The morning after this website went live, I opened my email to find my first message from the site’s Connect page. It was from a stranger named Becky, and the subject heading said: “My Fear.” Becky was writing to ask for help with a huge, very tough life question faced, in one form or another, by several women and men I have known and counseled.
Because I want this to be a place where people share concerns and support each other, I asked Becky if I could share our exchange, so those of you who have been in her situation, and those who haven’t, might add valuable perspective to what I chose to say to her. Becky welcomes all the support we can give her. And her willingness to tolerate the intolerable out of fear of poverty —and I’d add, probably also of change and of disappointing others—is a familiar litany many of us will relate to. Her desire to live with passion and power is one we can all embrace.
Here is what Becky wrote: “I fear poverty. I grew up poor. As an adult, I’ve become financially successful. And unhappy. I am responsible not only for supporting myself, but also for the financial fate of my entire family: my husband (stay-at-home dad), my kids, and my parents.
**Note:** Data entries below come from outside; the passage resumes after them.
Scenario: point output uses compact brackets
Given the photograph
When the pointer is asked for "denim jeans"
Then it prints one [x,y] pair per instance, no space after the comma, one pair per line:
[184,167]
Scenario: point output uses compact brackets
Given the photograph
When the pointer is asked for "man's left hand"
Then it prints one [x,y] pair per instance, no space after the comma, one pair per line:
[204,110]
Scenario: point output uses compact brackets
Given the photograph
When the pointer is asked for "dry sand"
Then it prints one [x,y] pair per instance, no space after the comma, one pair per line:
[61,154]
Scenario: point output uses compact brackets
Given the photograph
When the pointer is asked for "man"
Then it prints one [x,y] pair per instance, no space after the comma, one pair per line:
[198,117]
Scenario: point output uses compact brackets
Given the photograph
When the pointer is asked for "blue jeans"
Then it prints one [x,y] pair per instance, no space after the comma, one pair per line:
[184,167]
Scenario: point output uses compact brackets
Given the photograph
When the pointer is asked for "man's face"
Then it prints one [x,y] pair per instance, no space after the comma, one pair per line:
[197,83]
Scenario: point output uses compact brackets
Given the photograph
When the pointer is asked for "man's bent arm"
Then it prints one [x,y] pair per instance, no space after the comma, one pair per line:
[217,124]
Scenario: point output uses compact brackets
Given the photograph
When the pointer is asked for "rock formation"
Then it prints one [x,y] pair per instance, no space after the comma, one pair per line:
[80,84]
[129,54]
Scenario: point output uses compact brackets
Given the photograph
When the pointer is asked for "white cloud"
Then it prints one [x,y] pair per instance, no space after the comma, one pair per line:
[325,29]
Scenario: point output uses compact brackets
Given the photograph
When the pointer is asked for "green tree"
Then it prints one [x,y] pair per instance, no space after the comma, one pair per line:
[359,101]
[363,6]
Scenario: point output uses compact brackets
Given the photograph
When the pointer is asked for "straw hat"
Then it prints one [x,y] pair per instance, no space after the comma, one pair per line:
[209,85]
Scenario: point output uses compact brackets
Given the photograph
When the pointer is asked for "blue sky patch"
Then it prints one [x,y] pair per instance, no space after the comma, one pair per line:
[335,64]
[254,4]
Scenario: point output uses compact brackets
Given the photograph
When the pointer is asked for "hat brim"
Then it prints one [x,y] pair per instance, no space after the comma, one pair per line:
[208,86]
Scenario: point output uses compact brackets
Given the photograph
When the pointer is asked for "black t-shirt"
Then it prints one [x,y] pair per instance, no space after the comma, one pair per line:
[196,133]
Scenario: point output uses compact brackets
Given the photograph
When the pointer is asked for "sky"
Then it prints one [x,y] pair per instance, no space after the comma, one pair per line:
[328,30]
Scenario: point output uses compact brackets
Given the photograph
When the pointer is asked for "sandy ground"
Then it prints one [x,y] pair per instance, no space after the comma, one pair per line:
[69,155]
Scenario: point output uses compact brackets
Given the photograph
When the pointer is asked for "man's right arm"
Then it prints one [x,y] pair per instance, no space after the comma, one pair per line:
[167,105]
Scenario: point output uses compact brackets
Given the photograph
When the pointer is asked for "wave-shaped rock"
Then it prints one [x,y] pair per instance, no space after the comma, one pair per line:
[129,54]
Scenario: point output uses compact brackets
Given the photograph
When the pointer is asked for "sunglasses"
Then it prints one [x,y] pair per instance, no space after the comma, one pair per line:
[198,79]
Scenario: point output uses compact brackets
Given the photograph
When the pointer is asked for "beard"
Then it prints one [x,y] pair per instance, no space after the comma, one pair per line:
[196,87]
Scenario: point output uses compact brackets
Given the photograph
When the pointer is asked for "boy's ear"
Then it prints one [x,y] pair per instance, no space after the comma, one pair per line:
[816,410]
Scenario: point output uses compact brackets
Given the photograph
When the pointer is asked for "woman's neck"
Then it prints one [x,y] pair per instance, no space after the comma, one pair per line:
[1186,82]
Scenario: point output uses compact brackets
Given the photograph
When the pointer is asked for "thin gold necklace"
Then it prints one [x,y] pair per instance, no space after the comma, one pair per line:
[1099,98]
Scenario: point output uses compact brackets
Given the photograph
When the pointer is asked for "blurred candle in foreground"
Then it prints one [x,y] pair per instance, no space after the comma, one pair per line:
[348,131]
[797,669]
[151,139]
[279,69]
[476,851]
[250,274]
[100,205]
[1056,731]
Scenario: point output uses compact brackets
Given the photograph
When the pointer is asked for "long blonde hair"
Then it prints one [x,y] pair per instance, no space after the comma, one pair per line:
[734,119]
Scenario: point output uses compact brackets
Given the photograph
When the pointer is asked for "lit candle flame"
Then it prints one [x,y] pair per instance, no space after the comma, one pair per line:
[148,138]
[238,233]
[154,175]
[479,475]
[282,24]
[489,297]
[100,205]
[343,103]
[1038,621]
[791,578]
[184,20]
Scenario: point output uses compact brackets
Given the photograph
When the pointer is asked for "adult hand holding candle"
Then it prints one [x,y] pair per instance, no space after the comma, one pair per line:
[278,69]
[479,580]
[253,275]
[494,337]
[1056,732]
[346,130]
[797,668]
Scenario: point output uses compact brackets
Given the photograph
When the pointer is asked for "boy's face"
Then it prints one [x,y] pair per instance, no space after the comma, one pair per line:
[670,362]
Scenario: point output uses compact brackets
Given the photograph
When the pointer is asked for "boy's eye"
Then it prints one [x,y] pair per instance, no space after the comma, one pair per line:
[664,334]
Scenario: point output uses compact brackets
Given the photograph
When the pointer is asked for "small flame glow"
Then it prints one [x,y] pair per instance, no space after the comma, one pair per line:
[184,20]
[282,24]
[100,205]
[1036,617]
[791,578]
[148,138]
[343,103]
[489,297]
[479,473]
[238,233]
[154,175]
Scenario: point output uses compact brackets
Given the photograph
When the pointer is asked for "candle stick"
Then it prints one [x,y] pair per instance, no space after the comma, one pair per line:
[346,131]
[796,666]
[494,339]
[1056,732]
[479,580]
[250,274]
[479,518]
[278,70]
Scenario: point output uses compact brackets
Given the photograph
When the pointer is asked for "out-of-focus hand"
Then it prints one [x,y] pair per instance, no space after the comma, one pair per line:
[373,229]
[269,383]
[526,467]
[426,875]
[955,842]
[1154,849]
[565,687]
“I work in a high-stress corporate environment and feel no passion for what I do. I don’t even like many of the people I work with. But it’s not just this job. I know deep down that I don’t want any job like this, no matter what it pays. I want to do work I love, to find my true vocation. But as a parent, my life isn’t all about me. And reading this back to myself, it sounds selfish.”
Becky continued: “The great test of my soul in this life is to develop the courage to face my fear of poverty head on and walk away. I would if it were just me. But I can’t see myself being the adult who allows my own kids to grow up with the level of financial insecurity I did. I do all sorts of soul searching and what I call light Buddhist presence work to maintain my sanity as well as possible and sustain what feels unsustainable.”
Becky ended: “My question is this: how can you go through a major life transition affecting your career and livelihood when so many others count on you to provide for them?”
Phew! I was deeply affected by the sincerity and gravity of Becky’s question. I didn’t know the answer. I told Becky I needed to take time to ponder her question deeply and wait till I was inspired before I replied. I wanted to see if I could shed at least enough light for Becky to see her way toward a first step or two out of the darkness. I’ll post my reply to her here soon.